Extending the Threat Model
The researchers expand the definition of data poisoning to include multiclass classification, which poses a greater challenge due to the increased complexity of potential misclassifications. They elaborate on the distinctions between error-generic and error-specific attacks, which respectively relate to increasing the general misclassification rate and targeting specific misclassification outcomes.
Back-gradient Optimization Technique
The paper proposes using back-gradient optimization to efficiently compute adversarial perturbations. Traditional methods rely on bilevel optimization, involving the solution of KKT conditions of the learning problem, which is computationally intensive. The newly suggested approach computes gradients using reverse-mode automatic differentiation, facilitating the generation of poisoning attacks that affect broader classes of algorithms, including those leveraging deep neural network architectures.
Experimental Evaluation

Figure 1: Results for PK poisoning attacks.
The effectiveness of the attack methodology was empirically validated through experiments involving spam, malware detection, and handwritten digit classification. It was demonstrated that neural networks, when poisoned accurately using back-gradient optimization, could substantially degrade in performance with a relatively small set of adversarial examples. Moreover, evidence of transferability in such attacks was provided, corroborating that adversarial samples created for one learning algorithm could impact others, underscoring the cross-model robustness of the attack.
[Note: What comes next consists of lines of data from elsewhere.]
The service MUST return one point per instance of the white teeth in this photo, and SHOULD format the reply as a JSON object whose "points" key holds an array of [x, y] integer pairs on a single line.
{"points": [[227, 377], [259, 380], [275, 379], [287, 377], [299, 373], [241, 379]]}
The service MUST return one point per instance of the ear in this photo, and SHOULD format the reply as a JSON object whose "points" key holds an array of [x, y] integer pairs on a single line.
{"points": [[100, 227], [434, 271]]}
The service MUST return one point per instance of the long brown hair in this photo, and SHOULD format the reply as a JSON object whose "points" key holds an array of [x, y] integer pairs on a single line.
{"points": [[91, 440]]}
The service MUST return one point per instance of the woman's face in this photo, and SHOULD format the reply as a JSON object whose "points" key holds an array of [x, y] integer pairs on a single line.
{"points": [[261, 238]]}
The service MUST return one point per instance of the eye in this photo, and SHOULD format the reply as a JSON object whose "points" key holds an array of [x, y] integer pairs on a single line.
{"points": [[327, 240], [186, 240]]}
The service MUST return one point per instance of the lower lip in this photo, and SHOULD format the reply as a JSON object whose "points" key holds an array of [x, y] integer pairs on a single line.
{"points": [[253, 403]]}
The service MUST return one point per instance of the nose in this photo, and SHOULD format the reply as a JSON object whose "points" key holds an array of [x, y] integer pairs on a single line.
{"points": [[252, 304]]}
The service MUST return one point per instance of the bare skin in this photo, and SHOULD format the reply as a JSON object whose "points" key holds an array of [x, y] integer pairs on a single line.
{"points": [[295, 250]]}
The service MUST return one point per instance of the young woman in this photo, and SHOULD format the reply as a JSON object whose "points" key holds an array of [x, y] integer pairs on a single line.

Figure 2: Results for LK-SL poisoning attacks (transferability of poisoning samples) on Spambase (top row) and Ransomware (bottom row).
Application to Deep Networks
The paper also provides a proof-of-concept for executing such attacks on convolutional neural networks (CNNs) on the MNIST digit recognition task. The study finds neural networks’ decision boundaries in the input space contribute to their vulnerability to well-crafted adversarial training examples, highlighting the nuanced difficulties deep learning models face under such poisoning scenarios.





Figure 3: Error-generic (top row) and error-specific (bottom row) poisoning against multiclass LR on the MNIST data.
Conclusion
In conclusion, the study juxtaposes traditional machine learning algorithms against deep learning architectures under adversarial conditions controlled by an intelligent threat model. While traditional models displayed susceptibility, the paper recognizes deep learning models' resilience, albeit acknowledging potential vulnerabilities. Future work could bridge gaps in understanding universal perturbations for deep learning models and defense mechanisms against increasingly sophisticated poisoning strategies. This research thus pushes the envelope in securing learning systems in environments perennially exposed to adversarial manipulation.